Oruro is nearly six hundred miles from Antofagasta and the journey used formerly to take three days, for trains were only run by daylight and at slow speed. We found, however, that the roadbed had been improved, although the track was not widened, and a vestibuled train with two compartment sleeping-cars and a restaurant-car can now make the journey from Oruro to Antofagasta in two nights and a day. Three times a week a Bolivia
railway train leaves La Paz in the morning and arrives at Oruro late in the afternoon. Once a week, as soon after the arrival of this train as possible, the new vestibuled train starts for Antofagasta. There is no chance for a through service, for the Bolivia Railway has a meter gauge, while the Antofagasta line is only three-quarters of a meter wide. Furthermore owing to some unfortunate squabble between the railroad companies, the stations are located at some distance from one another, and the traveller must get across the town as best he may.
When the Antofagasta line was completed, Oruro increased in population by leaps and bounds, and the admiring Bolivians called their city the “Chicago of Bolivia.” The only resemblance, however, that I was able to discover was this forced transfer across the city. The streets of Oruro which one has to cross in going from one terminal station to the other are not paved, and the traveller who happens to take the journey in the rainy reason, when the roads are two feet deep in mud, will wish this were Chicago!
The departure of the weekly train for Antofagasta is just as much of an event for Oruro as that of the weekly steamer is for a port in the Hawaiian Islands or the West Indies. Every one who can comes down to the station, and those who can afford it crowd into the restaurant car, order drinks and enjoy the iced luxuries just as the residents of the Caribbean ports do when a mail-steamer calls.

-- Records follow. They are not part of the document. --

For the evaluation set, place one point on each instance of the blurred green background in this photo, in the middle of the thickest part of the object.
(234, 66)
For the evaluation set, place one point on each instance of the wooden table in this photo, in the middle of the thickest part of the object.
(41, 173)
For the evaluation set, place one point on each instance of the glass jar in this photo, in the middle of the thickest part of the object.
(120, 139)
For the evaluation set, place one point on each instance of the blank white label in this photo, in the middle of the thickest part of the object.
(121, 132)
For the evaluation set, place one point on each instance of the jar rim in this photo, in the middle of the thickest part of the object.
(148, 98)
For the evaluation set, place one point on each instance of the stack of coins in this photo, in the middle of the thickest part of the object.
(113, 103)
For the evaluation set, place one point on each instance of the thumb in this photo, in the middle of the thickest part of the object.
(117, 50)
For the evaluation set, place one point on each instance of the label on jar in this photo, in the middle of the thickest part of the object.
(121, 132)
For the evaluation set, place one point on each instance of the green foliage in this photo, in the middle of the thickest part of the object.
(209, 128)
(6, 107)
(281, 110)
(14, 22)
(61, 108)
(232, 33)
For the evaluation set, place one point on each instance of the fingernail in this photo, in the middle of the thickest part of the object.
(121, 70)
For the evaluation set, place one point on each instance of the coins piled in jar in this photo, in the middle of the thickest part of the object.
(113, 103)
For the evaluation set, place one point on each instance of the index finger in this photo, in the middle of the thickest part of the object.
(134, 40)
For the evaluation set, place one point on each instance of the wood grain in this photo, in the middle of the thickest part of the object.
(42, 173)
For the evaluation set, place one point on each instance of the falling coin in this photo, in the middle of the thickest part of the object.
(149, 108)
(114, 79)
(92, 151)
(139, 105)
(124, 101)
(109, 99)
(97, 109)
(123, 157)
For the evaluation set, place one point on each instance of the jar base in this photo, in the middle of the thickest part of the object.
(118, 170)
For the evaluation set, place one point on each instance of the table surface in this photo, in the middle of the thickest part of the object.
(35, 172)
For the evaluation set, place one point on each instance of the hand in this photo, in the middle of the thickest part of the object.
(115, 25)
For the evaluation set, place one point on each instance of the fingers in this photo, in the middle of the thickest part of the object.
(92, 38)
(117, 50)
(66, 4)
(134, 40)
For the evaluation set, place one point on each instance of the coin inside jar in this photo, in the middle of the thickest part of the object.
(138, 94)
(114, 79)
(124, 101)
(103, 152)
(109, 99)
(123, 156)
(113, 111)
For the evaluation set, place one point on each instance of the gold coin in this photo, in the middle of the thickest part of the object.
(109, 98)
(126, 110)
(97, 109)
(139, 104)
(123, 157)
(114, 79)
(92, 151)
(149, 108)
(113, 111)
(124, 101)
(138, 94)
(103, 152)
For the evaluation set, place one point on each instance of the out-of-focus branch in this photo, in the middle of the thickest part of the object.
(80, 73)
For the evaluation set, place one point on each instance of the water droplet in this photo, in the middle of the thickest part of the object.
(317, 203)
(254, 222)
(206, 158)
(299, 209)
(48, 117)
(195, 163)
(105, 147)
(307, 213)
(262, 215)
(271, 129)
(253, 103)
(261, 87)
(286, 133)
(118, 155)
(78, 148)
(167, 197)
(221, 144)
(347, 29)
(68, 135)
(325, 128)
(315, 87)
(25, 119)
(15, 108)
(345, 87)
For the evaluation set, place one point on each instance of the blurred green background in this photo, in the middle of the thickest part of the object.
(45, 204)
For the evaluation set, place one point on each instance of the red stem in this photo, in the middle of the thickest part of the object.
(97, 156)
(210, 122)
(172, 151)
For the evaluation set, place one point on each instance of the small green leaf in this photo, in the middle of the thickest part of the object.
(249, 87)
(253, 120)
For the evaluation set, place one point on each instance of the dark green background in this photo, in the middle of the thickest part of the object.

We had been advised by friends in New York not to attempt to use this railway as it was only intended to carry ore and no one cared how many passengers were killed. It did give one a creepy feeling to see a heavy sleeping-car balanced on rails that were only twenty-eight inches apart. It seemed like riding on a monorail and I could not help wondering whether, if the berths on one side of the sleeping-car should happen to be filled first, the car would not capsize. Evidently this thought had occurred to the builders of the car, for by an ingenious arrangement the berths are all in the centre of the car, directly over the rails!
We left Oruro at dusk and during the night passed through Challapata, the end of our mule trip, and Uyuni, where Don Santiago’s stages start for Potosí, Tupiza, and La Quiaca via Cotagaita.